In Kenya's Arid and Semi-Arid Lands, Maasai pastoralist children face a learning crisis hidden by enrolment statistics. Nationally, only 25% of Grade 4 learners can read a Grade 2 text. In our partner schools the baseline was 60% literacy proficiency, and most children entered Grade 1 with no early-learning foundation at all.
Three structural gaps drive this. First, the nearest ECCDE centre is often kilometres away across rangeland, so children arrive in primary school unprepared. Second, classrooms group children by age regardless of what they actually know, leaving struggling learners further behind every year. Third, schools have historically operated apart from the families and elders they serve, so learning stops at the school gate.
We built Tipat to address all three at once: an unbroken pathway from age 3 through Grade 4, anchored in community-run ECCDE centres and continued through TaRL remedial classes, with parents, Boards of Management and elders carrying the model alongside teachers.
Tipat is a single learning pathway delivered through 11 community-anchored ECCDE centres feeding into 10 partner primary schools across Mashuuru Sub-County.
The early years (ages 3–6): ECCDE centres run Play Group, PP1 and PP2 classes with locally trained teachers, daily porridge programmes sustained by parent contributions, and weekly mentorship for educators.
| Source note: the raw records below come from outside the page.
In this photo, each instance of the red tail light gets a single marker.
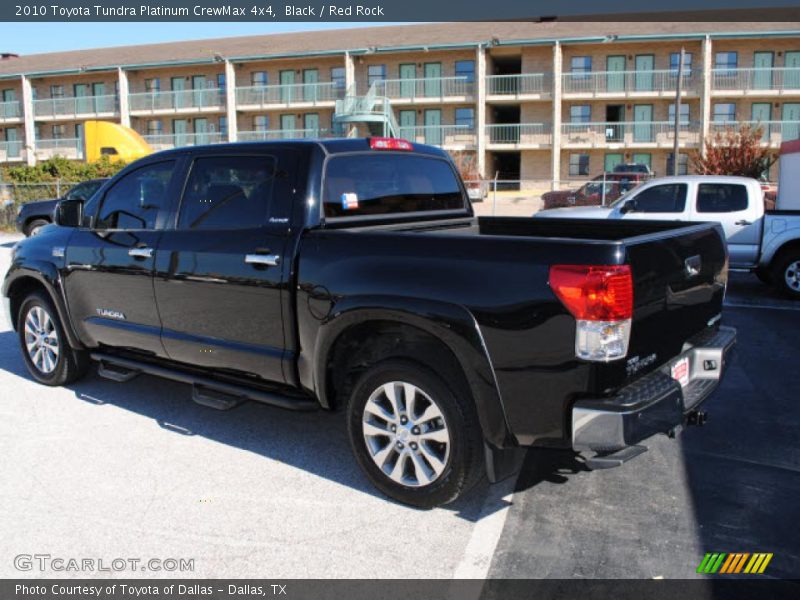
(389, 144)
(594, 293)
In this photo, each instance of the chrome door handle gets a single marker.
(141, 252)
(269, 260)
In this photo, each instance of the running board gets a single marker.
(209, 387)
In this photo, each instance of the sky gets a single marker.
(34, 38)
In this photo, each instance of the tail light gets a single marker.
(601, 300)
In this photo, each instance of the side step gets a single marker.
(615, 459)
(211, 390)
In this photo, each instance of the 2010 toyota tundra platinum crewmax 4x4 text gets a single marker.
(351, 274)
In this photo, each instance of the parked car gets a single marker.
(766, 242)
(32, 216)
(351, 274)
(591, 193)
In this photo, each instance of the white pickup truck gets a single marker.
(765, 242)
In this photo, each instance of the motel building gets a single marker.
(543, 103)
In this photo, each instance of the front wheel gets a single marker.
(415, 437)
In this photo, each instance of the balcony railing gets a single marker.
(177, 100)
(659, 133)
(519, 85)
(176, 140)
(523, 134)
(10, 110)
(439, 135)
(773, 132)
(774, 79)
(297, 93)
(282, 134)
(75, 106)
(628, 82)
(425, 88)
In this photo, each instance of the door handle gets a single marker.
(141, 252)
(269, 260)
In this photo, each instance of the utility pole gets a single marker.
(678, 91)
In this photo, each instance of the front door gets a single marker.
(762, 70)
(643, 81)
(109, 267)
(220, 272)
(615, 74)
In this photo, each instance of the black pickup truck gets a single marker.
(352, 274)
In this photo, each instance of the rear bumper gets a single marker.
(656, 403)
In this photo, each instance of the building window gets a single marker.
(375, 73)
(465, 118)
(724, 111)
(580, 113)
(578, 165)
(466, 69)
(581, 66)
(726, 61)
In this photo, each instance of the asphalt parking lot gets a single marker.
(136, 470)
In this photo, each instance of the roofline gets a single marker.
(410, 48)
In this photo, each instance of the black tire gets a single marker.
(70, 364)
(463, 466)
(787, 268)
(34, 226)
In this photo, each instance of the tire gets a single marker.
(38, 325)
(424, 465)
(786, 274)
(35, 226)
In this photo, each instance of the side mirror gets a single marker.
(69, 213)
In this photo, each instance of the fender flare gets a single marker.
(452, 324)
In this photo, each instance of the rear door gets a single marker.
(223, 268)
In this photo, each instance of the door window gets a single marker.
(228, 192)
(721, 197)
(135, 200)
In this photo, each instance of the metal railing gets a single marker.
(425, 87)
(288, 94)
(519, 84)
(776, 78)
(10, 110)
(660, 133)
(533, 134)
(177, 100)
(74, 106)
(628, 82)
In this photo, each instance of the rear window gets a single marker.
(389, 184)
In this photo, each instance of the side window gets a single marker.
(721, 197)
(662, 198)
(134, 201)
(229, 192)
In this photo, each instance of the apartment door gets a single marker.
(643, 80)
(287, 85)
(643, 123)
(762, 70)
(791, 74)
(433, 129)
(310, 87)
(790, 128)
(408, 75)
(433, 79)
(615, 73)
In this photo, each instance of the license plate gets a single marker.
(680, 371)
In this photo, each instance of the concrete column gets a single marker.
(124, 105)
(480, 108)
(705, 94)
(27, 114)
(230, 101)
(555, 152)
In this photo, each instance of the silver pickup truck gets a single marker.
(764, 242)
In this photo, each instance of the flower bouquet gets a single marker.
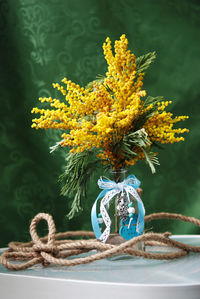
(110, 123)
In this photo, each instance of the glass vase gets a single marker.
(120, 209)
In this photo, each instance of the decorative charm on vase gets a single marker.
(110, 124)
(127, 216)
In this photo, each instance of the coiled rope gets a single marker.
(56, 248)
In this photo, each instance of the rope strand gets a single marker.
(51, 250)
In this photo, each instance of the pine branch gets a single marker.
(151, 159)
(78, 171)
(139, 139)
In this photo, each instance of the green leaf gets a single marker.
(78, 171)
(151, 159)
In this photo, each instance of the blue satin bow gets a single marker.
(108, 185)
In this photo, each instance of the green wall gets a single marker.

Six centres are community-built; five are co-located with primary schools to ease the transition. Parents and centre committees co-govern.
The foundational years (Grades 2–4): the same children continue into Teaching at the Right Level remedial classes — an evidence-based methodology that groups learners by what they can actually read, not by age or grade. Teachers deliver targeted instruction in cohorts; reading clubs and mentorship reinforce daily practice.
Evidence from 2025: 382 children enrolled across ECCDE centres; 2,400 learners assessed through TaRL; 75% progressed at least one literacy level; overall proficiency rose from 60% to 65%; 33 teachers now use TaRL independently across all 10 partner schools.
Over the last two years Tipat has scaled across Mashuuru Sub-County, growing from a small pilot to a network of 11 ECCDE centres and 10 primary schools reaching 2,782 learners directly each year. Six community-built ECCDE centres came online with parents preparing daily porridge from local contributions — a sustainability signal as much as a nutrition one. 33 teachers across our 10 partner schools now run TaRL classes without external facilitation, and 8 Boards of Management have taken on School Improvement Plan oversight.
Over the next two to three years we are scaling Tipat in two ways. Geographically, we are extending into Narok and Samburu Counties, working with pastoralist communities facing the same structural barriers. Programmatically, we are deepening the early-years end of the pathway — strengthening playgroups for ages 3–4, formalising the ECCDE-to-primary handover, and codifying our parent and Board of Management engagement model so other organisations working in ASAL contexts can adopt it.